A few months ago I published a recipe for sourdough buckwheat pancakes. Elanne and I have done some more experimentation since then, and I think they’re pretty darn near perfection at this point.
The one quibble I had with them before is that they weren’t quite as fluffy and light as typical pancakes. Melissa McEwan from Hunt.Gather.Love made a suggestion in the comments section of the last post that solved that problem beautifully. Thanks Melissa!
Check it out and let me know what you think!
The (new and improved) recipe
- 1 C buckwheat groats (raw, not toasted)
- 2 C yogurt*
Place buckwheat in a bowl, cover with yogurt and soak for 12 – 24 hours at room temperature.

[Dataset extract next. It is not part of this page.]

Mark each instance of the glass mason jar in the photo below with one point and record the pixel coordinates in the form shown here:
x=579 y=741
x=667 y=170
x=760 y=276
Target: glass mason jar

After soaking rinse yogurt from buckwheat. Put buckwheat in blender with approximately 1 cup of fresh yogurt. The amount you use depends on how thick you’d like the pancakes to be. Blend until smooth.

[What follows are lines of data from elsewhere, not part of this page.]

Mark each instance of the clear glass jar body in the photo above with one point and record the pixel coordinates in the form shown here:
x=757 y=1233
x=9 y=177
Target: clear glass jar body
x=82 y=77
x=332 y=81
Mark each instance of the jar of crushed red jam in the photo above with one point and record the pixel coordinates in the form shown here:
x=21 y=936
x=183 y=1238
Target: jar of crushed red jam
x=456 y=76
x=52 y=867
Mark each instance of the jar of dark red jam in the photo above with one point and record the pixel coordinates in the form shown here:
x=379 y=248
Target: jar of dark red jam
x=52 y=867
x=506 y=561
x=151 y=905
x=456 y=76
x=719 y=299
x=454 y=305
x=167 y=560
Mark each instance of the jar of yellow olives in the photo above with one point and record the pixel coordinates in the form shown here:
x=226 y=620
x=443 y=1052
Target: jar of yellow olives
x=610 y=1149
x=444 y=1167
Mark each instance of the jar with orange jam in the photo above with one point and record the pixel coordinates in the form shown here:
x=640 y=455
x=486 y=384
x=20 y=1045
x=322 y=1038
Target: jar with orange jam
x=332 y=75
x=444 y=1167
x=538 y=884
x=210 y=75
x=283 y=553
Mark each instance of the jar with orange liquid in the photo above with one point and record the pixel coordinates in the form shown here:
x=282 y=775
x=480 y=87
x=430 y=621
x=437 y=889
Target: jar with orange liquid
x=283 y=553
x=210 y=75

Rinse out bowl that buckwheat was soaking in and add the blended mixture back to the bowl.
Put a cast iron or heavy ceramic (i.e. Le Crueset) pan on the burner over medium to medium high heat and let the pan heat up while you are mixing up the batter. The secret to cooking pancakes is to make sure the pan gets hot before you add the batter.
Add to buckwheat batter:
- 2 whole eggs beaten
- 1/2 c milk (or unsweetened almond milk or water); omit this step if you like thicker pancakes
- 1 tsp baking soda
- 1tsp vanilla
- pinch of salt
Mix in the wet ingredients. Then sprinkle the baking soda and salt over the surface of the batter and thoroughly mix it in.

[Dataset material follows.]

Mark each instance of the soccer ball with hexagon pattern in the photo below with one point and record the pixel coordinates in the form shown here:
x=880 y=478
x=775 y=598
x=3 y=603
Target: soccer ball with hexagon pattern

Make sure the pan is hot and add a generous amount of fat (ghee, coconut oil, lard etc) to the pan. When fat is shimmering ladle pancake batter into the pan. Allow pancakes to cook almost all the way through before flipping. You can either continue to add fat before each new pancake or not. With more fat the pancakes are almost like fritters, with less they are more like typical pancakes.
Top with fruit, butter, kefir cream, whipped cream, coconut butter or coconut milk. You can also add a small amount of honey if you don’t have blood sugar issues, but I find they are sweet enough with the fruit alone.
*If you’re lactose intolerant, try making homemade yogurt and fermenting it for at least 24 hours. That will almost completely eliminate the lactose, and it’s likely you’ll be able to tolerate it.